Herman and Chomsky don’t report some of the earlier examples of biased news.

Egyptian accounts of the Battle of Kadesh claim a decisive victory in 1274 or 1273 BCE over the Hittites, accounts long accepted as the literal truth. More recent research treats the Egyptian claims as akin to US claims to winning the war on terrorism.

Winning wars makes good press but no intelligent person takes such claims uncritically.

For the exact details, consider:

The Road to Kadesh: A Historical Interpretation of the Battle Reliefs of King Sety I at Karnak

and, “The Battle of Kadesh: A Debate between the Egyptian and Hittite Perspectives:”

Or as another example of biased reporting, consider the text of You’re the fact-checker now.

From the post:

“Accurate information is an absolutely essential ingredient to civic health,” says Wineburg.

Ok, so what do you make of the lack of evidence for:

…it’s getting harder to tell what’s true, what’s biased, and what may be outright deceptive[?]

I grant there’s a common myth of a time when it was easier to tell “what’s true, what’s biased and what may be outright deceptive.” But the existence of a common myth doesn’t equate to factual truth.

An article exhorting readers to become fact-checkers that is premised on a myth, in Wineburg’s own words, has a “shaky foundation.”

Sources have always been biased and some calculated to deceive, from those that reported total Egyptian victory at Kadesh to more recent examples by Herman and Chomsky.

Careful readers treat all sources as suspect, especially those not considered suspect by others.


Semi-careful readers may object that I have cited no evidence for:

…it’s getting harder to tell what’s true, what’s biased, and what may be outright deceptive.

being a myth.

“Myth” in this context is a rhetorical flourish to describe the lack of evidence presented by Winburg and McGrew for that proposition.

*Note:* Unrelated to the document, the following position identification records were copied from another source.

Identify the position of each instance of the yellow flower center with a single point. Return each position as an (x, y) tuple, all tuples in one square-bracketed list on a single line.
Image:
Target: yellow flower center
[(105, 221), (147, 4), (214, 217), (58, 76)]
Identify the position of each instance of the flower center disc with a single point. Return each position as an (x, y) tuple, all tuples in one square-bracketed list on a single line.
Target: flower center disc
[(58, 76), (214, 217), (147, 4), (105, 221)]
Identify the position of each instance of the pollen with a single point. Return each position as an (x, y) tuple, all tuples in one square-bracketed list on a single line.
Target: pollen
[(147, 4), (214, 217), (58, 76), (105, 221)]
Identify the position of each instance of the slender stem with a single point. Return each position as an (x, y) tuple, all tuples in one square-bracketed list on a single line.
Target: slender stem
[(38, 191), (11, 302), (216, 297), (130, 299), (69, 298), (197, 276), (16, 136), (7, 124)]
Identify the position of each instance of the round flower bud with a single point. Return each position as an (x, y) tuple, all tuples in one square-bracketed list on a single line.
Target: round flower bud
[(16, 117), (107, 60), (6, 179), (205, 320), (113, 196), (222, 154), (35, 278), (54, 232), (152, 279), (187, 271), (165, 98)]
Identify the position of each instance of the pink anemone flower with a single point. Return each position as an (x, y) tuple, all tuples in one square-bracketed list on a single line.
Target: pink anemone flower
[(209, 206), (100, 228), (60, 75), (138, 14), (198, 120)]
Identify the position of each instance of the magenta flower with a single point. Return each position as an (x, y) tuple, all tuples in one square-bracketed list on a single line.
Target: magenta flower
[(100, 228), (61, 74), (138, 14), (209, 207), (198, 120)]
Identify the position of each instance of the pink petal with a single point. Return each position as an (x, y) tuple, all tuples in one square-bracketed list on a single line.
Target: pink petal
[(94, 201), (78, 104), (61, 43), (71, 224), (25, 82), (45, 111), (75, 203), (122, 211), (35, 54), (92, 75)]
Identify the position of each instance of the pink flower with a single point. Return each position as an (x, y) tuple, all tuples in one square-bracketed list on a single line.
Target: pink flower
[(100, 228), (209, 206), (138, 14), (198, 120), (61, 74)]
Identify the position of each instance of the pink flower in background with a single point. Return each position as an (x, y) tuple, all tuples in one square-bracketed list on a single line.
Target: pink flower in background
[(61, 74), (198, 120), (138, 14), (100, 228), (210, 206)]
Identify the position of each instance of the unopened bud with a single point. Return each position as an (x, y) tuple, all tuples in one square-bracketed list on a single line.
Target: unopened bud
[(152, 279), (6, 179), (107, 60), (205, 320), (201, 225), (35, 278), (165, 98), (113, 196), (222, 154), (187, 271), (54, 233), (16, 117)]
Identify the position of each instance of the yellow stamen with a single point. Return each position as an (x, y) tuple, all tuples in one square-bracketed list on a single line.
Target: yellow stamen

To establish such a claim, the alleged current inability of students to discern between trustworthy and untrustworthy sources requires:

  1. A baseline of what is true, biased, deceptive for time period X.
  2. Test of students (or others) for discernment of truth/bias/deception in reports during period X.
  3. A baseline of what is true, biased, deceptive for time period Y.
  4. Proof the baselines for periods X and Y are in fact comparable.
  5. Proof the tests and their results are comparable for periods X and Y.
  6. Test of students (or others) for discernment of truth/bias/deception in reports during period Y.
  7. Evaluation of the difference (if any) between the results of tests for periods X and Y.

at a minimum. I have only captured the major steps that come to mind. No doubt readers can supply others that I have overlooked.

Absent such research, analysis and proofs, that can be replicated by others, Wineberg and McGrew are trafficking in common prejudice and nothing more.

Such trafficking is useful for funding purposes but it doesn’t advance the discussion of training readers in critical evaluation of sources.